[Python-Dev] getting rid of default object.__hash__ (SF 660098)

Guido van Rossum guido at python.org
Mon Dec 22 16:04:11 EST 2003


New-style classes inherit a default __hash__ from object, but this
is incorrect if the inheriting object defines __eq__ or __cmp__.

This has been reported several times; the roll-up SF entry is 660098,
which has the proposed patch attached as newpatch.txt.

I've long pondered this, and it seems the best solution is to simply
not define __hash__ on the base object class.  After all, you don't
inherit __eq__ or __cmp__ either; the default comparison behavior is
supplied by intrinsic behavior of comparisons, and the default hash()
behavior is also supplied by intrinsic behavior of hash().

Does anybody have any reason why I shouldn't check in this change in
2.4?  There's no unit test that fails if I do this.
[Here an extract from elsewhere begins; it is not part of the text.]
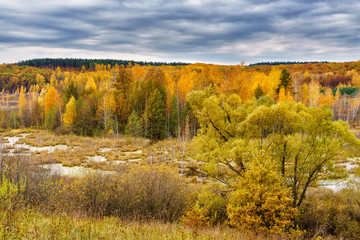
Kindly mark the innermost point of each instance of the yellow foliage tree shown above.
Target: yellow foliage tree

It *is* a slight incompatibility though: if someone implemented their
__hash__ in terms of object.__hash__, they would get a somewhat
puzzling error message after the change, because object.__hash__ will
refer to the type.__hash__ function bound to object, and refuse to
take an argument:

  >>> object.__hash__()
  135328576
  >>> object.__hash__(42)
  Traceback (most recent call last):
    File "<stdin>", line 1, in ?
  TypeError:  expected 0 arguments, got 1
  >>>

Since the default hash simply takes id() of the object, it's easy to
fix such code once the failure is understood though.